2期生が共通して語ったのは、「同じ立場でがんばるママたちのサポートがあったからこそ修了できた」という周りへの感謝。そして、「単なる友人とも職場の同僚とも異なる、同じ目的に向かって一緒に努力できる仲間と出会えた喜び」だ。
一般的に、ひとたび子育て期に入ると、女性は子どもを介した社会との接点が増え、「〇〇くん・○○ちゃんのママ」として世間から認知される機会が男性よりも多くなりがちだ。子ども優先で忙しい毎日を送るうちに、ママであることが生活の中心になり、もともと持っていた個人の興味や関心を忘れがちになるとの声も聞く。大切な子どものための時間と、将来を見据えて今自分がやるべきことのバランスを、どう取るか。「子どもを預けてまで、自分のために時間を使っていいのかという葛藤が、常にありました」と、あるママが答辞で語ったときには、皆が大きく頷き、共感して涙を見せるママもいた。

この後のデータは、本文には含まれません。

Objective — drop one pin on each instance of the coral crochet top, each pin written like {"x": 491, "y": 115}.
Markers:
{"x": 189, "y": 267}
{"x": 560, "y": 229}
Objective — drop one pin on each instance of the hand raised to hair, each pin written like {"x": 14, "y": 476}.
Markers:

「ママ」という共通項のもと、子育てとは別の自分自身の目標に向かって努力する中で、刺激しあい、励ましあえる関係性を築けたこと。その事実が自信に繋がり、今後の活動意欲を高めていることが2期生の言葉の端々から感じられた。さまざまな想いを抱えながら皆で懸命に走り続けて来たママたちに、会場からは改めて大きな拍手が寄せられた。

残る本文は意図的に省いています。